Basic VJ algorithm
------------------
(1) rtt = (1-alpha)*rtt + alpha*m
(2) rttvar = (1-beta)*rttvar + beta*|m-rtt|
(3) rto = rtt + gamma*rttvar
Constants alpha,beta and gamma were chosen as 1/8,1/4 and 4.
SIGCOMM paper, where this algo was formulated, is pretty obscure.
Its analysis is not only unintelligible, but when applied to current
situation is wrong in fact.
The first (and the only) sanity test
------------------------------------
rto MUST NOT be less than the last sample.
It means (after simple airthmetics) that:
(4) alpha+gamma*beta > 1
See? alpha=1/8, beta=1/4 and gamma=4 satisfy this criteria.
It was reason why original choice gamma=2 was deemed to fail,
rationale behind choice gamma=4 by VJ is not quite right.
At first sight this does not mean that small values of beta
(and smoother estimator, hence) inevitably result in huge
gamma. If (4) is violated, formulae (3) could be updated to:
(3wrong) rto = max(rtt + gamma*rttvar, m)
However this is wrong, because this formulae remembers only
gamma*beta of rtt fluctuation. So, formulae (4) is MUST.
The algo taken "as is", is wrong
--------------------------------
It is evidently incomplete without additional adjustments.
F.e. imagine that connection was perfectly smooth for some time,
so that rttvar converged to zero. In this case we have rto equal
to rtt and even minor fluctuation will result in false timeout.
BSD does not see this effect _occasionally_, because it rounds
times to 500 msec, but it also will fail f.e. when rtt=499msec.
Coarse timer does _NOT_ repair the algorithm, it just hides the problem
moving it to area of some selected timeout values and not very large
fluctuations. We need some additional fixup or bounding rttvar from below
to repair it.
Minimal possible value for this bound is 50msec, which takes into
account inevitable delays at receiver _host_ up (rather then in network)
to 200 msec.
Maximal value of bound can be pretty large, f.e. it should be at least
mss/bandwidth to survive after new packet is injected to network
due to cwnd growing during congestion avoidance phase.
Slow start phase
----------------
The sanity test described in the section "The first (and the only) sanity test"
is very weak. Actually, to adapt to cwnd increases rto must grow
_faster_ than rtt does. At least twice faster. In the worst situation,
when rttvar=0, we have to use:
(4') alpha+gamma*beta > 2
I.e. gamma should be at least 8.
It is overkill in steady state, so that I would propose to use a bit
different approach, described below in the section "Timer restart".
Sampling rate problem
---------------------
Values of alpha and beta are frequently considered as mostly not important.
It is another mistake.

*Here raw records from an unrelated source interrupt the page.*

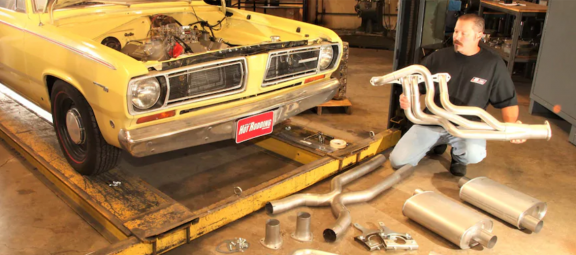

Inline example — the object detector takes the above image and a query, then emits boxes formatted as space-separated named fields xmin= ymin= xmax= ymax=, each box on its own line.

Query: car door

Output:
xmin=0 ymin=0 xmax=30 ymax=98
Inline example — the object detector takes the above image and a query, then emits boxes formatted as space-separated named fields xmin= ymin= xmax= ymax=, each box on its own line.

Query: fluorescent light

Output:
xmin=0 ymin=83 xmax=52 ymax=123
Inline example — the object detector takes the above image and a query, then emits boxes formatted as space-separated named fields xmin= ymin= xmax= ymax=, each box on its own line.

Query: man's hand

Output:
xmin=400 ymin=94 xmax=410 ymax=110
xmin=510 ymin=120 xmax=526 ymax=144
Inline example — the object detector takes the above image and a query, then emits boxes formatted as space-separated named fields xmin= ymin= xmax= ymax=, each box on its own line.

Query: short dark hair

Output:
xmin=458 ymin=13 xmax=484 ymax=33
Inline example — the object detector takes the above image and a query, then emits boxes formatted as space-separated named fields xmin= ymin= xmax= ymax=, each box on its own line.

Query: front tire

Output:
xmin=51 ymin=80 xmax=121 ymax=175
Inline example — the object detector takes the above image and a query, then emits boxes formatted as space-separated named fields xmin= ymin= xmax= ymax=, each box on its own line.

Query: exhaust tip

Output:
xmin=322 ymin=229 xmax=337 ymax=243
xmin=520 ymin=215 xmax=544 ymax=233
xmin=264 ymin=202 xmax=274 ymax=215
xmin=458 ymin=176 xmax=470 ymax=188
xmin=486 ymin=236 xmax=498 ymax=249
xmin=544 ymin=120 xmax=552 ymax=141
xmin=533 ymin=221 xmax=544 ymax=233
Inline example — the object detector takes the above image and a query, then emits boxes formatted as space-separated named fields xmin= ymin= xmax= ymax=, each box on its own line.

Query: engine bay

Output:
xmin=101 ymin=14 xmax=235 ymax=62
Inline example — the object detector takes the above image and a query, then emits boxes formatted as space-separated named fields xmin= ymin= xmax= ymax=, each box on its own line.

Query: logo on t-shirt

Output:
xmin=471 ymin=77 xmax=487 ymax=85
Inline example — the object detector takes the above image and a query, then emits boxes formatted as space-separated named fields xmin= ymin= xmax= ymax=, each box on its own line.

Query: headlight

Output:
xmin=319 ymin=45 xmax=334 ymax=70
xmin=130 ymin=78 xmax=161 ymax=110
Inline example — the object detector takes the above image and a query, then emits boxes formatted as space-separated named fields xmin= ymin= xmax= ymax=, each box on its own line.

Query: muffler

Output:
xmin=458 ymin=177 xmax=547 ymax=233
xmin=402 ymin=189 xmax=498 ymax=249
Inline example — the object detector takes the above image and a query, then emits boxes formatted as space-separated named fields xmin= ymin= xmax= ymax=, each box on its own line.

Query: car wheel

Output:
xmin=51 ymin=81 xmax=121 ymax=175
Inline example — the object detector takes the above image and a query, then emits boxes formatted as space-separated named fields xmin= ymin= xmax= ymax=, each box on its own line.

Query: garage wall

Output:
xmin=308 ymin=0 xmax=398 ymax=29
xmin=227 ymin=0 xmax=399 ymax=29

VJ formulated the algo for sample rate of rtt.
However, Linux (and even BSD, when RTTM is used) sample each
segment i.e. with rate of rtt/cwnd. It means that effectively
we use alpha = 1 - (1-alpha)^cwnd. This number is _very_ large.
Particularly at window of 256K and 1.5K mtu it is almost 1
i.e. _no_ smoothing is made at all. One consequence of this
is that rttvar tends to become zero too fastly.
This effect is rarely visible in BSD. In fact, with coarse timer
all the fuss around rto is ridiculous. "Smoothing" variable,
which takes ONE (yes!) value on 99% of really existing links
is something, which allows to say that BSD experience gives no
useful information and may be ignored as whole. 8)
Timer restart
-------------
Another feature of BSD timer is wrong timer restart, which effectively
adds one rtt to rto. In fact, BSD uses formulae:
(3bsd) rto = 2*rtt + gamma*rttvar
which is surely strong overestimate for long delay links.
Linux-2.2 restarts timer correctly, but problem, mentioned above,
was solved by explicit multiplying rto with factor 5/4, which is
better than BSD on long delay links, but it is not prefect by two
reasons:
A. It fails, when the result is less than 200msec.
[ "lbl-cern" incident ]
B. It adds rtt/4, which can harm long delay links.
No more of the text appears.